For the study, researchers from University of California, San Diego in the US took bacterial samples from patients’ skin, picked out certain species and cultured them in a lab, and then put these bacteria into a lotion.

They found that, for five patients with a skin condition, the bacteria-rich lotion protected them against infections by destroying harmful germs on their skin.

The findings show that “bacteria have a very important role to play in our immune defence,” said Richard Gallo from the University of California, San Diego.

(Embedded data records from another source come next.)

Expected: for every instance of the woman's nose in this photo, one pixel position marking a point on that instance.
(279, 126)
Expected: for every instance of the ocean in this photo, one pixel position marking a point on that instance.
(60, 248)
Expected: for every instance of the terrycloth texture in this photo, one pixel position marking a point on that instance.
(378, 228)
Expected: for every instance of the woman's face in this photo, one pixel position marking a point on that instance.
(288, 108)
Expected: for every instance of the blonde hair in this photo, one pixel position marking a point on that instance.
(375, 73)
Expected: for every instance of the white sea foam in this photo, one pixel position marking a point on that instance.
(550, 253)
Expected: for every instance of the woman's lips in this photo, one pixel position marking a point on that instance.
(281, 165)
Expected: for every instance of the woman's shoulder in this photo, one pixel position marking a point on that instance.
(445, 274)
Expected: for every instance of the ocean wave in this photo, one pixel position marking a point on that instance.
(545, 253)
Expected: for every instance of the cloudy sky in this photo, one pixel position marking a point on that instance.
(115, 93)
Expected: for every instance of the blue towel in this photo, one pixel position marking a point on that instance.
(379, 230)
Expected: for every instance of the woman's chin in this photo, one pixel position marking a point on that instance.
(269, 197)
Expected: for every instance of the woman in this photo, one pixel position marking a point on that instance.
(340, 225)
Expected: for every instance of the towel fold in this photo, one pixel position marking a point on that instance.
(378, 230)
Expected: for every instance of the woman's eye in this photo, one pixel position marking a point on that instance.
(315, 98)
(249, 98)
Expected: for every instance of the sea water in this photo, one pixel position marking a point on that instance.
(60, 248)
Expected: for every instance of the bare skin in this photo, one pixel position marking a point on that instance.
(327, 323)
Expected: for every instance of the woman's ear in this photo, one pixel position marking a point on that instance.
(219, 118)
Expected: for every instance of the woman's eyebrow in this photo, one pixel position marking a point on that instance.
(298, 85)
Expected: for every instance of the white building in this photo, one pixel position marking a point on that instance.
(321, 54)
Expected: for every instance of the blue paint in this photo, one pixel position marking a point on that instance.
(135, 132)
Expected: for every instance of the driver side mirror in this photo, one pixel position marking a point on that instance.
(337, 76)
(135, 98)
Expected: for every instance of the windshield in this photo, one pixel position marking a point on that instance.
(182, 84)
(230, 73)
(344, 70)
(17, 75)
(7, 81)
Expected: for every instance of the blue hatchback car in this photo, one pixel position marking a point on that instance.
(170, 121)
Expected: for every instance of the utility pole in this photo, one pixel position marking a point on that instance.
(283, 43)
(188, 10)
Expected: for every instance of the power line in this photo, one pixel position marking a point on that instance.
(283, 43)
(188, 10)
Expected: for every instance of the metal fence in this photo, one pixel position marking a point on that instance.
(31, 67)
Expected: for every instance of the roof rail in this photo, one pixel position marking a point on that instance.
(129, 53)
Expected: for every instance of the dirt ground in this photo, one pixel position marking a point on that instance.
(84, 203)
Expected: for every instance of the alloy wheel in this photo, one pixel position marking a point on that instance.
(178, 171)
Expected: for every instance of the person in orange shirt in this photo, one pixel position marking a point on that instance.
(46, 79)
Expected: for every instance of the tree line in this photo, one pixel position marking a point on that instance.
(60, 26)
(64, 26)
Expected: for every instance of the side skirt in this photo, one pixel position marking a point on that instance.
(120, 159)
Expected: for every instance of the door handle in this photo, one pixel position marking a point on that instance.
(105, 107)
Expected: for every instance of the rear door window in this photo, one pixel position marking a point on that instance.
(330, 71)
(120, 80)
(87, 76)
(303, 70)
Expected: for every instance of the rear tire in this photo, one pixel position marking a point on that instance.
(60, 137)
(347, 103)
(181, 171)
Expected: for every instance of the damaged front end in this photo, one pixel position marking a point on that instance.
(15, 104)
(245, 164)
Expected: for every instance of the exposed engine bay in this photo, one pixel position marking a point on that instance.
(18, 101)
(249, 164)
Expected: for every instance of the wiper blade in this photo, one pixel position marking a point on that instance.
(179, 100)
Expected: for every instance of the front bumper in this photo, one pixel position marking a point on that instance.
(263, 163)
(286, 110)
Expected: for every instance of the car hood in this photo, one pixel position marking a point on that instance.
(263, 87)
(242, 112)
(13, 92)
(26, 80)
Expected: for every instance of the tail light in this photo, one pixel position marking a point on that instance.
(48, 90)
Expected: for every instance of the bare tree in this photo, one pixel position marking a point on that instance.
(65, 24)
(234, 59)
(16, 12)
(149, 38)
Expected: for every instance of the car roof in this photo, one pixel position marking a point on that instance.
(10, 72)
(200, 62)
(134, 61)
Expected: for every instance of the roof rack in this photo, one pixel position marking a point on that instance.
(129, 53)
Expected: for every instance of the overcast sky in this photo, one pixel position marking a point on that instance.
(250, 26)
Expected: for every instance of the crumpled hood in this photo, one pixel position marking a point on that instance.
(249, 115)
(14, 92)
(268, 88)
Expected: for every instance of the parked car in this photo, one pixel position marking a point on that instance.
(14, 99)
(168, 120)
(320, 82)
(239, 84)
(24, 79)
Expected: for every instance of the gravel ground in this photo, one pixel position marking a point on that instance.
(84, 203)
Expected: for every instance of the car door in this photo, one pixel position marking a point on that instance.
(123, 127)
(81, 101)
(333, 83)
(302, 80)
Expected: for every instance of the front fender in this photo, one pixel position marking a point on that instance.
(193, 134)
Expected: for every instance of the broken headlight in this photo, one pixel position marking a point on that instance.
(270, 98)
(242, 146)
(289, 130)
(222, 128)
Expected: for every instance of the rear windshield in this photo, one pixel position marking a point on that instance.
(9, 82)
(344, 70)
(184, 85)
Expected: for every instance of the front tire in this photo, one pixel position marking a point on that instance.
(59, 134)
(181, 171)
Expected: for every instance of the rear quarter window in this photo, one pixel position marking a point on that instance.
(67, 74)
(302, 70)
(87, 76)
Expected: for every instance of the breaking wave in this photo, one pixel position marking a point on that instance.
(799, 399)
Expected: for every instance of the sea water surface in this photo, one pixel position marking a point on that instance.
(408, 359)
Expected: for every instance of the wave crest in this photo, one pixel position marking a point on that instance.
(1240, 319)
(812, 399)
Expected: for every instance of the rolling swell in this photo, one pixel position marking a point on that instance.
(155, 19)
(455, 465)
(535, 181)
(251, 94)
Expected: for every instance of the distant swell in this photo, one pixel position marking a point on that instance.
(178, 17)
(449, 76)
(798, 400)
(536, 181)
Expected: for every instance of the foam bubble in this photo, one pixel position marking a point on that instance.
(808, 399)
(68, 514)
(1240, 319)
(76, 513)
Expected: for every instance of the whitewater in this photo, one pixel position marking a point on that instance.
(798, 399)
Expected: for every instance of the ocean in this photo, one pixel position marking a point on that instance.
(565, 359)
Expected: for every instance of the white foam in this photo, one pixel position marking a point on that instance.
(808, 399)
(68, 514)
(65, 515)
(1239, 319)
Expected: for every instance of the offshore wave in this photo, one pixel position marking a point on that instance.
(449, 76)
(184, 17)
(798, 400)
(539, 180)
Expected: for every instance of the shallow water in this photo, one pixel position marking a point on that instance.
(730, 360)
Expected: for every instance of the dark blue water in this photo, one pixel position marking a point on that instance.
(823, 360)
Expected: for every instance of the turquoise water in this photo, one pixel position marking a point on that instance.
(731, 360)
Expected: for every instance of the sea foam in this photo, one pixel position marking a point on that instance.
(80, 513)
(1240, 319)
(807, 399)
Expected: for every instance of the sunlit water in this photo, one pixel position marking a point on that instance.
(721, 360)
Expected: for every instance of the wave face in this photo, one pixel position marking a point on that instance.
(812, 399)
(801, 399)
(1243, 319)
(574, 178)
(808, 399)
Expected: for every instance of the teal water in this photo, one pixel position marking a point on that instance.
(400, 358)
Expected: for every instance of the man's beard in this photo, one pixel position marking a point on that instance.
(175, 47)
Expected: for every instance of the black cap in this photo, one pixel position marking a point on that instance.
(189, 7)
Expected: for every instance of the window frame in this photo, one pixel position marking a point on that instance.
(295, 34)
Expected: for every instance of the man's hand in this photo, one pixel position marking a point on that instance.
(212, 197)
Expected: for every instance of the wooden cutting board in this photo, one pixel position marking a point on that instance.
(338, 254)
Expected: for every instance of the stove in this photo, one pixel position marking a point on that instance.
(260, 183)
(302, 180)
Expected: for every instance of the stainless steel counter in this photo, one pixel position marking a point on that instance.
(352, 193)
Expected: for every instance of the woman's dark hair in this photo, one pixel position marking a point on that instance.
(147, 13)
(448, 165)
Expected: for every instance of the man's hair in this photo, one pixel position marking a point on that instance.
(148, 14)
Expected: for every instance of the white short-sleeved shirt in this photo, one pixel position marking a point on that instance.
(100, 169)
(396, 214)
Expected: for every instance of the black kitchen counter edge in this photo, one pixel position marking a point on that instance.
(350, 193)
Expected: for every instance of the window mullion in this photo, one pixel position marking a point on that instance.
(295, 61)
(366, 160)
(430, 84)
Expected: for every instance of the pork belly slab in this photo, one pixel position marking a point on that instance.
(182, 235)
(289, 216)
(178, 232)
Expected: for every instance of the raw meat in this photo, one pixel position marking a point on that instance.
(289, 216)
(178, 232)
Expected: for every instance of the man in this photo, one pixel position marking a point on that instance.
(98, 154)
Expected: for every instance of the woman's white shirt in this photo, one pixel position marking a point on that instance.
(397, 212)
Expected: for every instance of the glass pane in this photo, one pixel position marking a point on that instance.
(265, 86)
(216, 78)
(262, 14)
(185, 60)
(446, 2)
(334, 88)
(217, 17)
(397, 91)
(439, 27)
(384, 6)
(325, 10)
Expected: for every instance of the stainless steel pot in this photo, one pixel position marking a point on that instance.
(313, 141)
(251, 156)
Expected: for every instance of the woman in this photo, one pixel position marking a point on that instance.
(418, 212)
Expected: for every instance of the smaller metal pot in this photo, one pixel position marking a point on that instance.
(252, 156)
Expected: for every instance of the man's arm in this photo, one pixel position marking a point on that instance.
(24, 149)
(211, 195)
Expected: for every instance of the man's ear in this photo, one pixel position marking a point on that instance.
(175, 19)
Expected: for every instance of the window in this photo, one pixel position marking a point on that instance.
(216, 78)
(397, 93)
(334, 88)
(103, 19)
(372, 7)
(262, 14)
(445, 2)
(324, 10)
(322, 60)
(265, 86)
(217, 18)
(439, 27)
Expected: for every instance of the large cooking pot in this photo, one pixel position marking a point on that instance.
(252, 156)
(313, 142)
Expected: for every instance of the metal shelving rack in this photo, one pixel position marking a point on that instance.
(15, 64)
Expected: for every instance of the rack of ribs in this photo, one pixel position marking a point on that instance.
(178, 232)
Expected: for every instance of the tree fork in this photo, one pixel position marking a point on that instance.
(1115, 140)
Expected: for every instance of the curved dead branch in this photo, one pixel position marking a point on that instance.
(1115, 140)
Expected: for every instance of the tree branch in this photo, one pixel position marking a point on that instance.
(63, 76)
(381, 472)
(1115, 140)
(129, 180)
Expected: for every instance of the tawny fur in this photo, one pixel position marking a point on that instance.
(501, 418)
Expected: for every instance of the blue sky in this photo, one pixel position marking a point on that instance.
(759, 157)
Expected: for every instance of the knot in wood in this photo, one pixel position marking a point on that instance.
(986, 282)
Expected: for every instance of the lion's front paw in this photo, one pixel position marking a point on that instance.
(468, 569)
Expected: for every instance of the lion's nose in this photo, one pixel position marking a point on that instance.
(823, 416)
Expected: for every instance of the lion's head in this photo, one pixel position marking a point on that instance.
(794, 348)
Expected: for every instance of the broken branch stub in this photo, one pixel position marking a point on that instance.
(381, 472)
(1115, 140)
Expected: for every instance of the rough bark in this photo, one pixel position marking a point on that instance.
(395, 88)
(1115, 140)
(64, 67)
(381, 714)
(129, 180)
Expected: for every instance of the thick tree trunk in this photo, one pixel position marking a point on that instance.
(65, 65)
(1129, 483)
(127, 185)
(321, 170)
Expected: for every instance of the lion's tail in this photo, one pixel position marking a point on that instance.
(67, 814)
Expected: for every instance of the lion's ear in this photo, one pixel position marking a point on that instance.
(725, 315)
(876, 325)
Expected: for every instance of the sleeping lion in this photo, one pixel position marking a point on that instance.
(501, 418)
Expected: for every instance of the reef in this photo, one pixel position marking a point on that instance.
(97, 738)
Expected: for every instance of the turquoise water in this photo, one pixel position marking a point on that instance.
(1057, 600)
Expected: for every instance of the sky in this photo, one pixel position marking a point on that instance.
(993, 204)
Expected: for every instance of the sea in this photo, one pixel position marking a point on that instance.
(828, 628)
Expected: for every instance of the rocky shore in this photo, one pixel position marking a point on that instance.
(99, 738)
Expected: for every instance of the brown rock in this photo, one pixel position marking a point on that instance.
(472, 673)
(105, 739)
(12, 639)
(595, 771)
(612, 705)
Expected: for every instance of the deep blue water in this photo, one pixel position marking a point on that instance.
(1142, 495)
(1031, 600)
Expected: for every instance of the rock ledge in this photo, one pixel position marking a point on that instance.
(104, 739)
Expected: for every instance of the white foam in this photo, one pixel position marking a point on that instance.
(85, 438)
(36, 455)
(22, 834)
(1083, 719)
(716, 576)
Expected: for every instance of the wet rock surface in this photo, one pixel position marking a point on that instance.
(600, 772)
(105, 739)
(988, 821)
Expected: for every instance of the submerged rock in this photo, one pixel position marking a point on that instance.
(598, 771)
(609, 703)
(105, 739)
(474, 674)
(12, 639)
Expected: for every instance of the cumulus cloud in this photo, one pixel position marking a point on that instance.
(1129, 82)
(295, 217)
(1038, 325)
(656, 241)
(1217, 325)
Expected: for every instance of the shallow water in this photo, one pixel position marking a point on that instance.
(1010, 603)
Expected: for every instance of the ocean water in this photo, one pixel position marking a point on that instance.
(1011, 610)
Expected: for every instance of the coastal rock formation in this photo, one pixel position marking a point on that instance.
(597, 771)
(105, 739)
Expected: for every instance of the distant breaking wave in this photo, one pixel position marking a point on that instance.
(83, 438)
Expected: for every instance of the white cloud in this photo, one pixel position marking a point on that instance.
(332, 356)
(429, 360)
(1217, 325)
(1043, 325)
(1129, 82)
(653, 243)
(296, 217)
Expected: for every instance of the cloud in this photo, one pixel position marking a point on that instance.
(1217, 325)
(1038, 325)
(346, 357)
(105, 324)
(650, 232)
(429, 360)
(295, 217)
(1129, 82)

Researchers looked at patients with eczema, a condition which causes itchy, red, inflamed skin, ‘Live Science’ reported.

They found that the patients who had persistent eczema tended to be deficient in the friendly bacteria that kill a type of bacteria called Staphylococcus aureus.

In contrast, people without eczema have an abundance of the helpful bacteria.

The researchers swabbed the patients’ skin, and cultured the few friendly strains of bacteria they could find. They grew more of these bacteria in the lab, and added the microbes to a lotion.

They had the patients apply their own personalised microbe-containing lotion to one arm and regular moisturiser to the other.

After 24 hours, in all five patients, only the arms treated with the microbe-containing lotion showed near total improvement, and in two patients, the staph pathogens were destroyed entirely.

However, researchers are yet to determine whether thepatients were “cured” of the staph pathogen, or would need to keep reapplying the lotion in the future.

The next-stage trial that is underway now is to just use one universal strain and apply it to everyone.

The study was published in the journal Science Translational Medicine.